# BLU02 - Learning Notebook - Data wrangling workflows - Part 3 of 3

In [1]:
import matplotlib.pyplot as plt

import pandas as pd
import os

from category_encoders.ordinal import OrdinalEncoder

from sklearn.base import BaseEstimator, TransformerMixin
from sklearn.cluster import KMeans
from sklearn.impute import SimpleImputer
from sklearn.model_selection import train_test_split
from sklearn.pipeline import Pipeline

# 3 Advanced pipelines in scikit-learn

Remember our workflow diagram? Let's look at it again.

![data_transformation_workflow](./media/data_processing_workflow.png)

*Fig 1. - A standard workflow (again).*

Pandas, as amazing as it is, can only take us so far.

There, beyond the known universe, lies **modeling**.

Where we are at this point:
* We are able to perform transformations on data, setting up robust pipelines using nothing but Pandas
* We can combine different dataframes, to enrich our datasets or generate new ones.

Thus, here we are, with modeling lying right ahead of us. What's exactly new about modeling though?

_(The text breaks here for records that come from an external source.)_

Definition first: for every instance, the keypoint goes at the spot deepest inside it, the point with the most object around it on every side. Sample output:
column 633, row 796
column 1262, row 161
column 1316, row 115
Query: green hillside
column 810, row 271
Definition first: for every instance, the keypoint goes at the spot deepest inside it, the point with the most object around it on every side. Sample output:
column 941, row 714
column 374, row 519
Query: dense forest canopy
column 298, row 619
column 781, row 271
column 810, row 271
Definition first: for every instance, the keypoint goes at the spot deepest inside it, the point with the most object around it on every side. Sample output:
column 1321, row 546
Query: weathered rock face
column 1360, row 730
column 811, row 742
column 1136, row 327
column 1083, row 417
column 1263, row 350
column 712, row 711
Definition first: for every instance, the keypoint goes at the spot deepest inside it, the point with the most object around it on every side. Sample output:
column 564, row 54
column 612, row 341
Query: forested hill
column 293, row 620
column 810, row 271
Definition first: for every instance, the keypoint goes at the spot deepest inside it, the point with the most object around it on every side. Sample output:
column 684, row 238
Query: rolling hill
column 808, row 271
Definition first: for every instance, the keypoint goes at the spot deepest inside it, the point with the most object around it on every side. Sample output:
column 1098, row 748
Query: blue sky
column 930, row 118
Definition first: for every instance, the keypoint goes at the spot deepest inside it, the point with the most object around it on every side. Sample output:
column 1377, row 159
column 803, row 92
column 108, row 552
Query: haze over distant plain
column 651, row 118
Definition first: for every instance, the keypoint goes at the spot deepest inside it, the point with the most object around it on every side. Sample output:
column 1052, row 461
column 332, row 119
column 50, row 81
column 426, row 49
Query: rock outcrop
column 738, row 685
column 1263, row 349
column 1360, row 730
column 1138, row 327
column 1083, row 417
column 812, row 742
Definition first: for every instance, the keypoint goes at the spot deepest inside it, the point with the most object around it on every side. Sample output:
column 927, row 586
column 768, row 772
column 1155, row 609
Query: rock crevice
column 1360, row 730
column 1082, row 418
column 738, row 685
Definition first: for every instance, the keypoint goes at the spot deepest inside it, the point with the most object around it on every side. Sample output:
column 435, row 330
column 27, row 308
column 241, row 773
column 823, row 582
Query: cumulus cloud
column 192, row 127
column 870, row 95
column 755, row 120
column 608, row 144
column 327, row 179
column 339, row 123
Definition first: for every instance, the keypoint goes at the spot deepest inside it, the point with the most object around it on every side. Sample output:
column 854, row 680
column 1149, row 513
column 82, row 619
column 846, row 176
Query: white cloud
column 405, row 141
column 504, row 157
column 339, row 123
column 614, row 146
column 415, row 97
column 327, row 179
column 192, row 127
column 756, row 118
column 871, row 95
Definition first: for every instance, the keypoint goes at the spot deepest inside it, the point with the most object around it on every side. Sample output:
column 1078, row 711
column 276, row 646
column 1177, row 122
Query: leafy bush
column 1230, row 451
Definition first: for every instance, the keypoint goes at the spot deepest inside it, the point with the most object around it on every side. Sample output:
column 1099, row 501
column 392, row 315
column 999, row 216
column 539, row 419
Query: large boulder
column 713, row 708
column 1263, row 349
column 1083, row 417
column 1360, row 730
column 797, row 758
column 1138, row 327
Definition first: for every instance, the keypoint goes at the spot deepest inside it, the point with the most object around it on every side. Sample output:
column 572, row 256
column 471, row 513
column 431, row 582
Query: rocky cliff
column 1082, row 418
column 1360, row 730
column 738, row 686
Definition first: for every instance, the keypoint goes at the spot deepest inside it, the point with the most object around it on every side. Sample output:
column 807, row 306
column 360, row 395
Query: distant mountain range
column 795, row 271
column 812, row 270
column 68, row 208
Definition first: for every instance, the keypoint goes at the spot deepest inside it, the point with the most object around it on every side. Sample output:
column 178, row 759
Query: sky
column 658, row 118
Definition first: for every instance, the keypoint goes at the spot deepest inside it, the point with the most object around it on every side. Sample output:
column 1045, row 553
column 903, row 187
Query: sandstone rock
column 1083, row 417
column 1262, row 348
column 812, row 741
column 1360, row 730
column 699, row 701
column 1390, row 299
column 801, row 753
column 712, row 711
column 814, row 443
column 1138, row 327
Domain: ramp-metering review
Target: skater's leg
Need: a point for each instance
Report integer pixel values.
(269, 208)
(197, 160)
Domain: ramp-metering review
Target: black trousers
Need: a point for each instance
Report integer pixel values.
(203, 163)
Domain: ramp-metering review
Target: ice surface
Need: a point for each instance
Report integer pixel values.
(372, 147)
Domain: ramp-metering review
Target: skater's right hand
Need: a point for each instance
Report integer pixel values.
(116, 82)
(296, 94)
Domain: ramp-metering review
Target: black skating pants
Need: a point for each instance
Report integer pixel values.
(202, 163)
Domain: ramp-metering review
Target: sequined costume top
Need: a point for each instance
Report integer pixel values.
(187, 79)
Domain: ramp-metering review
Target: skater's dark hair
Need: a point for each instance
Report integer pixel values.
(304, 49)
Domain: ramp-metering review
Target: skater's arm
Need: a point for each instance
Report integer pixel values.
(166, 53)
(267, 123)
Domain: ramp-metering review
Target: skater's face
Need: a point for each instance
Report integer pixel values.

We will be using the same dataset, but this time we will create a train-test split, as we would do before modeling.

In [2]:
works = pd.read_csv('./data/works.csv')
works

Unnamed: 0,GUID,ProgramID,WorkID,MovementID,ComposerName,WorkTitle,Movement,ConductorName,Interval,isInterval
0,38e072a7-8fc9-4f9a-8eac-3957905c0002,3853,52446,,"Beethoven, Ludwig van","SYMPHONY NO. 5 IN C MINOR, OP.67",,"Hill, Ureli Corelli",,False
1,c7b2b95c-5e0b-431c-a340-5b37fc860b34,5178,52437,,"Beethoven, Ludwig van","SYMPHONY NO. 3 IN E FLAT MAJOR, OP. 55 (EROICA)",,"Hill, Ureli Corelli",,False
2,894e1a52-1ae5-4fa7-aec0-b99997555a37,10785,52364,1.0,"Beethoven, Ludwig van","EGMONT, OP.84",Overture,"Hill, Ureli Corelli",,False
3,34ec2c2b-3297-4716-9831-b538310462b7,5887,52434,,"Beethoven, Ludwig van","SYMPHONY NO. 2 IN D MAJOR, OP.36",,"Boucher, Alfred",,False
4,610a4acc-94e4-4cd6-bdc1-8ad020edc7e9,305,52453,,"Beethoven, Ludwig van","SYMPHONY NO. 7 IN A MAJOR, OP.92",,"Hill, Ureli Corelli",,False
...,...,...,...,...,...,...,...,...,...,...
82571,734c1116-0caf-4f8b-80d0-5e423cd1bcc6,9678,53976,47.0,"Handel, George Frideric",MESSIAH,Chorus: Worthy is the Lamb that was slain,"McGegan, Nicholas",,False
82572,884c64d6-1768-4cf1-85f1-0ac2f79bbe5c,10608,53976,47.0,"Handel, George Frideric",MESSIAH,Chorus: Worthy is the Lamb that was slain,"Labadie, Bernard",,False
82573,f549e93f-b35f-4824-b0d5-d543953535f8,9542,53976,51.0,"Handel, George Frideric",MESSIAH,Chorus: Amen,"Bicket, Harry",,False
82574,734c1116-0caf-4f8b-80d0-5e423cd1bcc6,9678,53976,51.0,"Handel, George Frideric",MESSIAH,Chorus: Amen,"McGegan, Nicholas",,False


In [3]:
X_train, X_test = train_test_split(works)
print(f'Train dataset: {X_train.shape[0]} rows \nTest dataset: {X_test.shape[0]} rows')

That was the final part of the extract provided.